Actors are not born. They evolve. They experiment with their choice of scripts. They delve deep into the conscience of the character they are chosen to play. They are mavericks when it comes to the learning process. They play around with the character in a bid to lure the character’s soul to themselves. They perfect the art. They behave. They evolve.
This is what Suraj Venjaramoodu too has done with the Joselet Joseph-Jean Markose script while getting into the skin of Plachottil Kuttan Pillai. And, right from the word go, we don’t see any trace of Suraj Venjaramoodu.
Kuttanpillayude Sivarathri, Jean Markose’s second outing as director, is technically a flick that runs less than two hours on screen. Watching Kuttan Pillai for these couple of hours is like diving into unfamiliar waters. The recent slew of characters Suraj has played on screen vouch for the potential he holds. With characters in films like Perariyathavar (for which he won a National award), Varnyathil Aashanka and Thondimuthalum Driksakshiyum, he has proved his capabilities. Kuttan Pillai takes a giant leap forward on that terrain.
Kuttanpillayude Sivarathri is Suraj’s own. The actor in him has evolved to blossom. On screen, Suraj goes missing the moment Kuttan Pillai makes his presence felt. From then on, it is the partriarch of Plachottil doing the rounds. The senior police constable who would go to any extent to safeguard the large jackfruit tree on his backyard, is safe in the actor’s hands. The way he enacts the role is magical.

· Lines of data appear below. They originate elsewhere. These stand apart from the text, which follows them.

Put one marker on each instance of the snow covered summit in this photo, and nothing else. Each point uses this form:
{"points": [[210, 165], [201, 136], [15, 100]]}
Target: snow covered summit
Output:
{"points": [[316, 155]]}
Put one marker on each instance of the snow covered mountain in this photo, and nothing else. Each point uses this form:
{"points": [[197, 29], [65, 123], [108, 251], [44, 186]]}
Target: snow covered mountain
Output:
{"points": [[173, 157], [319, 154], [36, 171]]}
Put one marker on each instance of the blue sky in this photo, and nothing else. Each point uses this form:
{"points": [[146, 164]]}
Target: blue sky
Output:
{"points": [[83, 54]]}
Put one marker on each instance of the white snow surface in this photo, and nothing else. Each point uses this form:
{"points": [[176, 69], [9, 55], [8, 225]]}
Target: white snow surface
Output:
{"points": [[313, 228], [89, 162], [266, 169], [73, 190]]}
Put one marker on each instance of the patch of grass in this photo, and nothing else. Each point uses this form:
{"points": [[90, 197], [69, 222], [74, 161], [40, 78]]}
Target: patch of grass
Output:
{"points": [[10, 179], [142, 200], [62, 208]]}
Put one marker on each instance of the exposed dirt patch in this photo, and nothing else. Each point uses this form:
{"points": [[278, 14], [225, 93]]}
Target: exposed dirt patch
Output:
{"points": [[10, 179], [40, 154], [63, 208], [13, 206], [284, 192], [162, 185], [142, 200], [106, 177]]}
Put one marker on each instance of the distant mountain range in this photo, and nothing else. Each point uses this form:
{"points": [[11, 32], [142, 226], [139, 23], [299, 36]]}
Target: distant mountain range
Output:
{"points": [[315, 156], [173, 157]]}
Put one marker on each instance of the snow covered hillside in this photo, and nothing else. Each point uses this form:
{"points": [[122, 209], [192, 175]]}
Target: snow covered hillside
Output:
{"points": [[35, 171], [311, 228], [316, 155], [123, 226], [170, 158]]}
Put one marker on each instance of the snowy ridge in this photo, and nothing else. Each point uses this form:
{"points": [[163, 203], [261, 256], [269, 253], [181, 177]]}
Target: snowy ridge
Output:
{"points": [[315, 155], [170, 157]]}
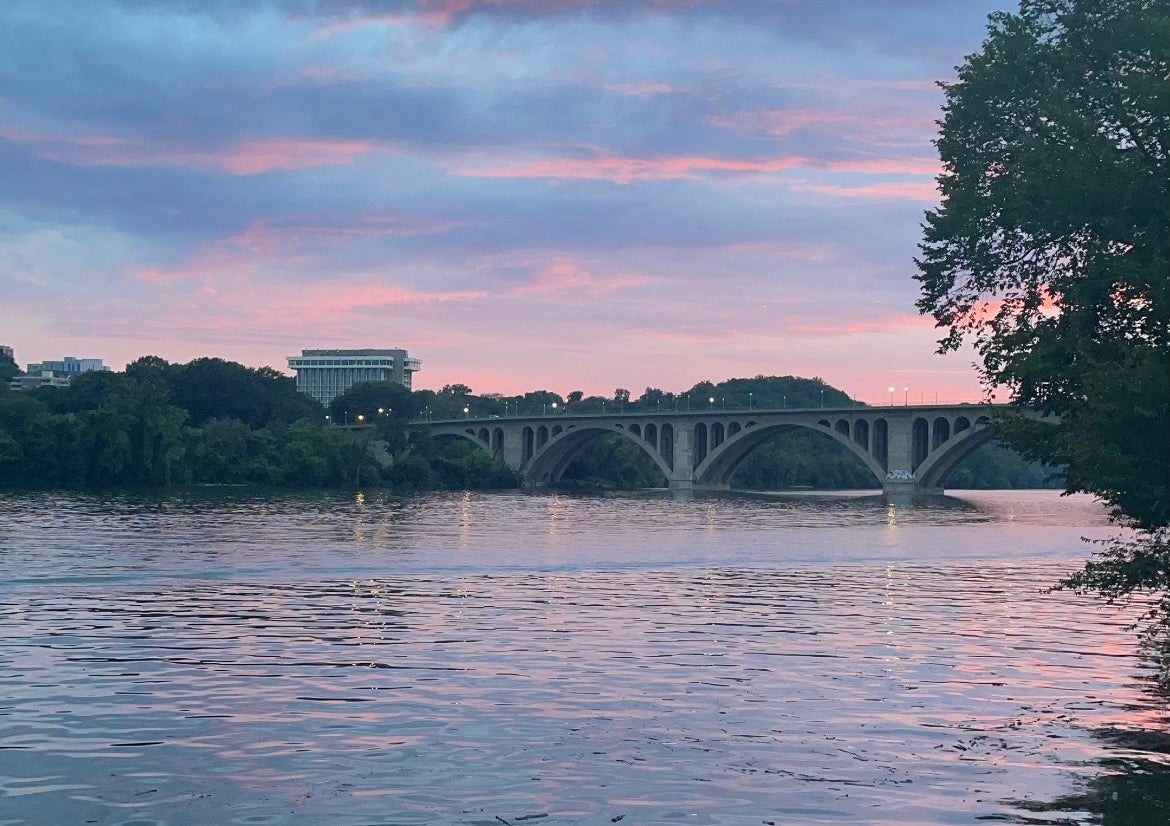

A relevant theme wrapped in the conscience of Kuttan Pillai’s character converses well with the audience just the way the director envisages it to be. The interweaving of half a dozen different tales into the script is done to perfection. And, Suraj lords over it all as Kuttan Pillai, most of the time dominant, and then as vulnerable as it could be.
Supported by a handful of actors who don’t sport the star tag, Suraj takes Kuttan Pillai to heights no one would have ever imagined. He is seriously witty, excruciatingly rude, and flawlessly matter of fact. He puts himself in the driver’s seat, drives through unreal terrain, and makes things happen the way he wants them to be. In his vulnerability phase too, he is adamant and tough. He wants his jack tree to live even after his life is snuffed out by destiny’s cruel joke. He has for company the many souls he used to fearfully spot when he was alive. His aversion towards crackers has a reason, and he stands by his stance. He doesn’t want death to come calling all of a sudden, as he has already seen the worst. Kuttan Pillai is what you and I are, and should be.
Playing with fire could mean playing with life, Kuttan Pillai exhorts through his fear for anything that bursts with a noise. Suraj plays the police constable with panache. Apart from his wife, it is the jack tree on his backyard he trusts the most. Ironically, it is this tree that renders him lifeless. And yet, he lives on to see his tree survive when his partner in life stands up to save the tree from the blade that would have brought it down.
The class actor in Suraj blossoms to the core here, as the camera captures the very essence of what he was supposed to do in that final scene. This is where Suraj stamps his authority over the script and the role he was chosen to play. He breathes life into the role as no one could ever have. This man, has evolved to be a film maker’s dream. This, for sure, is how an actor should be.